Had dinner at Barrique Kitchen & Wine Bar at the end of Feburary. Barrique got three stars from Newsday when it opened in the Fall, and has been praised by everyone I know who has been there. So, I expected to love it and, until our food started arriving, I did. All weathered wood and brick, the place looks like a million bucks and a hundred years. Instead of formal place settings, the tables are equipped with striped cotton dish towels and stacks of plates meant for sharing. The wine list was interesting and well-priced and the sommelier helped us pick out a big ol’ Zinfandel.
But something was definitely amiss in the kitchen. An arugula salad with pickled fennel and a teeny bit of goat cheese was OK, as were the polenta fries, but everything else disappointed. “Sauteed” calamari was tasteless, watery, seemingly poached in its red sauce. “Roasted” octopus had been braised into mushiness, muddily sauced and then served in a cold cast-iron pan. How hard is it to heat up a pan? Veal meatballs were dense and deadly dry.

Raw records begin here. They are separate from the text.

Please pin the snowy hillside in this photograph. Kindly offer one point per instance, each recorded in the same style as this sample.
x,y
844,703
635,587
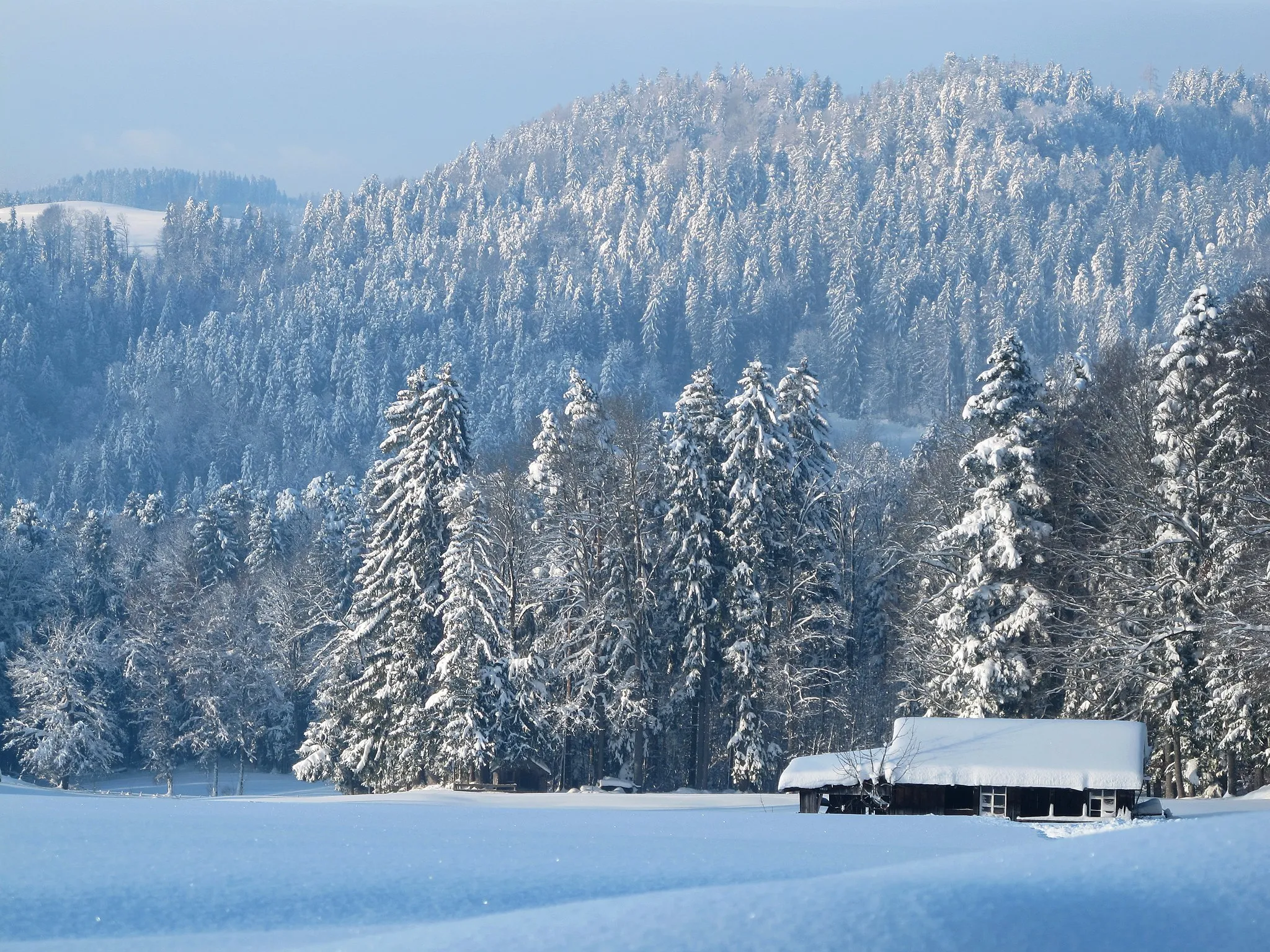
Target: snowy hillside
x,y
143,225
442,870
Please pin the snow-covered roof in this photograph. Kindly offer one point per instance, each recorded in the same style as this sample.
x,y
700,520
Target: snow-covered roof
x,y
991,752
843,770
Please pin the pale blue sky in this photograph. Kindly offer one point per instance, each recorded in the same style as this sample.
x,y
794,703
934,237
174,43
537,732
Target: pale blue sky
x,y
322,93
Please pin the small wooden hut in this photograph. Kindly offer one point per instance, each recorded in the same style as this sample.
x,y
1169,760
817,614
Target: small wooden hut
x,y
1024,770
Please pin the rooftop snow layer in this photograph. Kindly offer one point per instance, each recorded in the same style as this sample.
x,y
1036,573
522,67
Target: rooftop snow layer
x,y
842,770
991,752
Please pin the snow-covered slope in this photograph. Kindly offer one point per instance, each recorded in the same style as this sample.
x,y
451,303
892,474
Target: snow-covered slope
x,y
144,225
443,870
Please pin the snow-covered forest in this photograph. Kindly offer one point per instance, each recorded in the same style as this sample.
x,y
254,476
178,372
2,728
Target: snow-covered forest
x,y
526,465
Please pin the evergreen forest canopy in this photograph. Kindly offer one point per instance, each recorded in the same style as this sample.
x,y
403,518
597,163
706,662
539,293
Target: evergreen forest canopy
x,y
192,566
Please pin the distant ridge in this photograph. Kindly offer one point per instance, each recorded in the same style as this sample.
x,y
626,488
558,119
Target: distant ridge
x,y
158,188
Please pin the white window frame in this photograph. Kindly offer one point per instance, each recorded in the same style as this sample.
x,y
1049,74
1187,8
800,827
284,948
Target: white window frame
x,y
992,801
1101,805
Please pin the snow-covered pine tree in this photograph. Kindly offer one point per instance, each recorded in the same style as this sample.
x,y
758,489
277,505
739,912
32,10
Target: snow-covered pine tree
x,y
756,470
262,542
1204,465
158,611
572,475
694,524
991,615
469,682
812,635
216,537
65,725
379,729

The Barrique pizza, billed as “sliced meatballs, fresh ricotta, basil, & marinara,” looked like your average bar pie, perfectly round, the tomato-mozzarella veil surmounted by sliced meatballs and blobs of grainy, Boursin-oid cheese.
The servers were, if anything, overly friendly: “How are you enjoying your pizza, ladies?” “That wine will go great with your dessert!” But our waitress spilled both our wine and then the sauce for our fries—entirely forgivable, but she forgot to clean up either spill.
On my way out I asked for the name of the chef, half expecting to learn that Pierre Rougey was no longer on board. But no, according to the server, he’s still running the kitchen. If he was there Thursday, February 25, he wasn't paying attention.